To allow for greater terrain sculpting possibilities such as caves, precision-placed landmarks e.t.c. but still allow for a procedurally generated feeling; randomly placed static tiles are used.

There are mountain tiles and there are plane tiles. Mountain tiles have a more extreme terrain and are mostly next to other mountain tiles so that bigger mountains can be formed. Plane tiles are similarity placed next to other plane tiles.

The game is "low poly" and so is the terrain. This makes it hard to have flat sides on every tile at the same height for easy "stitching".

Concrete question

How can I match these edges runtime to ensure that there are no visible tile edges?


2 Answers 2


You might consider something like Wang Tiles. The idea is that you have a predetermined set of edges for your tiles. You can randomly generate tiles, still, so long as the edges match.

For example, you might have 4 possible sides:

  • A: Low terrain
  • B: Mid terrain
  • C: High terrain
  • D: Water

You can generate the first tile by randomly choosing the 4 sides. The tile to the right has to have the same edge on the left as the first tile, but the other 3 sides can be randomly chosen. On the next row, you have to match 2 sides, but the other 2 can be randomly chosen, etc.

You can use more than 4 types of edges. That's just an example.

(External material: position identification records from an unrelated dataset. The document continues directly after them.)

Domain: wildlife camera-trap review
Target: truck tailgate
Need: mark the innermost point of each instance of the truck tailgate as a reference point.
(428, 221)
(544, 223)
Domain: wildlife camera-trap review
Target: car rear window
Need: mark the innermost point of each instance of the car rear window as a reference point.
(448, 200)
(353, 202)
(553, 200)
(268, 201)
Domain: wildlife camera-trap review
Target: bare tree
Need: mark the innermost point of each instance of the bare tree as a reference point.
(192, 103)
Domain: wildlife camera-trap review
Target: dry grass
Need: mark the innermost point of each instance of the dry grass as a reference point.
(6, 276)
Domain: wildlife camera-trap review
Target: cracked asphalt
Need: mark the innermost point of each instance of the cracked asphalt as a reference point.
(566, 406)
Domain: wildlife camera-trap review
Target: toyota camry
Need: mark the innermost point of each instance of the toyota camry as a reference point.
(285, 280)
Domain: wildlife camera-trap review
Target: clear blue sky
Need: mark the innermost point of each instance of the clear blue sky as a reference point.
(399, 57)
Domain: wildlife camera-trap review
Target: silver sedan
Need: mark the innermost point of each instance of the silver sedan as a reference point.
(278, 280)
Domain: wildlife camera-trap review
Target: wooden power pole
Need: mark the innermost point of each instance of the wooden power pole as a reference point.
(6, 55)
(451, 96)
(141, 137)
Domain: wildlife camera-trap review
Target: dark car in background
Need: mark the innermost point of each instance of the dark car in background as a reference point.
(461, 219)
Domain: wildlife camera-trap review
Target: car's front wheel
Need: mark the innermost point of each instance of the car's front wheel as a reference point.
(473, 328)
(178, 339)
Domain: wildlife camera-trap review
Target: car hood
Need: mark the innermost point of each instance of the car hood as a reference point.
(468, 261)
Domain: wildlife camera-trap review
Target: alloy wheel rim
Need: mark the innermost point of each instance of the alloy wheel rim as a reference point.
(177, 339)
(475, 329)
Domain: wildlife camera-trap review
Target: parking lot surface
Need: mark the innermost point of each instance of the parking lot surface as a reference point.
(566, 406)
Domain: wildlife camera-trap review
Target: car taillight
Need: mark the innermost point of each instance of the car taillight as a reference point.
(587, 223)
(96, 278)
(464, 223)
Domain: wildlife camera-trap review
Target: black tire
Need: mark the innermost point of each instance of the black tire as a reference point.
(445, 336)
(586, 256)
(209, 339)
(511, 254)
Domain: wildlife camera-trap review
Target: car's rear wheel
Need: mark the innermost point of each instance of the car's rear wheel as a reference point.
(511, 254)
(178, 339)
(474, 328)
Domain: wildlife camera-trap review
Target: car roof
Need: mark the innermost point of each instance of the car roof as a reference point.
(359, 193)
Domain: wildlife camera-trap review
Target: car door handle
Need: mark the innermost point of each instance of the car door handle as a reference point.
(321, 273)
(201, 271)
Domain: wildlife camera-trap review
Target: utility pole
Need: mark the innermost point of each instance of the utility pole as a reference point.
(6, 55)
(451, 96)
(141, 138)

You can do some cool things if you allow the tiles to overlap a little and then interpolate bits that overlap. For the parts that overlap you need to calculate each tile's contribution (weight) to the overall height which I'll refer to as H(x,y). Then when you sample H(x,y) you find each tile that overlaps that point and sum the weighted local heights of those tiles. I've made a quick diagram that I hope explains this in more detail, each of the colored H(x,y)'s represents the heightmap of a specific tile, with x and y still being in absolute world coordinates.